Signals are an important part of the JOPP peer review process. They are intended to widen the scope of publishable articles by placing the reputational cost of publication on authors rather than on the journal.

Please note:

Positive signal = 1, negative signal = 0, positive/negative signal = 0.5

Only signals marked with a “*” are used to calculate the JoPP Signal (on the peer reviewed paper pages).

Objective categories

Activist
Article proposes a critique of a policy or practice with specific action proposals or suggestions: 0/3

Academic*
Article follows conventions of academic research article — e.g. position in literature, cited sources, and claimed contribution: 3/3

Prospective
Article is based on developments that have not yet occurred: 0/3

Formalised
Article is based on formal logic or mathematical technique: 0/3

Language quality*
Standard of English expression in article is excellent: 3/3

Subjective categories

Scope of debate
Article addresses an issue which is widely known and debated: 0/3

Comprehensiveness*
Most related sources are mentioned in article [this is an invitation to careful selection rather than a demonstration of prowess in citation collection — i.e. apt and representative choices made in source citations]: 3/3

Logical flow*
Ideas are well organised in article: 3/3

Originality*
The argument presented in article is new: 3/3

Review impact
The article has been significantly changed as a result of the review process: 2/3

Commendations

Commendations

Reviewer A: The article offers a novel conceptualisation of Shared Machine Shops as real-life laboratories, based on an extensive discussion of the literature and second hand analysis of two cases. It locates the phenomena in the broader context of the science-society nexus and the circuits of innovation. Valuable base research.

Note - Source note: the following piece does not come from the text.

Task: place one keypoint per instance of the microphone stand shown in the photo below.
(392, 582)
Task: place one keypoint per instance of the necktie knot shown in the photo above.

Reviewer B: I appreciate the inclusion of Michel Callon concept “research in the wild” but is not clear how it relate to the more exclusive practice of citizen science. I recommend to eliminate “real-world laboratories” and “real-time laboratories” because these concepts appear without an explanation. The main concept of “real-life laboratories” should not be changed.

Reviewer C: The paper introduces of the concept of real life laboratories as perspective on shared machine shops following the suggestion of practitioners. It will be interesting to see to what extent this appropriation is encouraged or contested by the academics who proposed the concept in the first place.